Initial jobless claims dropped below 300,000 for the first time since the beginning of the COVID-19 pandemic, when lockdowns were commonplace, according to a report released by the Labor Department on Oct. 14.
Overall, approximately 3.6 million people were receiving some sort of jobless benefits during the last week of September.
Before the pandemic, weekly unemployment claims usually lingered at about 200,000 to 250,000.
The federal government reported on Oct. 8 that nonfarm payrolls increased by only 194,000 jobs in September, the fewest in nine months. The cooling in employment growth is mostly due to a dearth of workers, as well as skills mismatches, with government data showing on Oct. 12 that there were 10.4 million job openings at the end of August.
Labor shortages associated with the COVID-19 pandemic are also prevalent in other economies. With COVID-19 infections driven by the Delta variant declining and schools fully reopened for in-person learning, there’s hope that more Americans will rejoin the labor force.

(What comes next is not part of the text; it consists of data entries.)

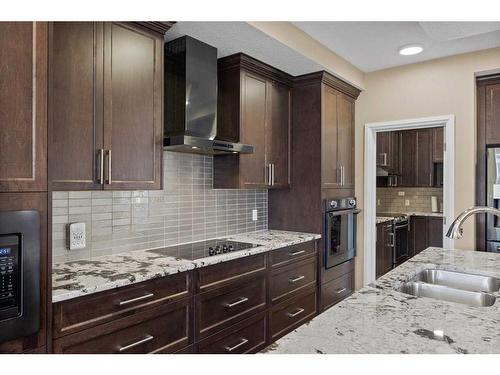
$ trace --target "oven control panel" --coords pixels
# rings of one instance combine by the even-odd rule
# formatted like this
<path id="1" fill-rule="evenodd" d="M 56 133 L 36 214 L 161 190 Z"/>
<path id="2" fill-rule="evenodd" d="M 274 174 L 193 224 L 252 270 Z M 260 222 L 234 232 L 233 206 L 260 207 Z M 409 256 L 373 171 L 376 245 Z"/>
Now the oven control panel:
<path id="1" fill-rule="evenodd" d="M 20 238 L 0 236 L 0 320 L 21 315 Z"/>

Workers who voluntarily quit their jobs aren’t eligible for unemployment benefits. Workers quitting their jobs means that employers may not need to lay off other employees—which would then drive down unemployment claims.
The historically high rates at which Americans are quitting their jobs is a sign of worker confidence in the job market.
“Workers quit, especially in retail, at a record rate to avoid exposure to possible infection. Job openings dropped, especially in leisure and hospitality, as travel dropped markedly due to Delta,” Frick wrote.
The labor crunch could diminish even more in the coming months after the expiration of expanded unemployment benefits in early September.
The scarcity of labor has triggered bottlenecks in the global supply chain, as there are fewer employees to ship goods to markets and produce raw materials.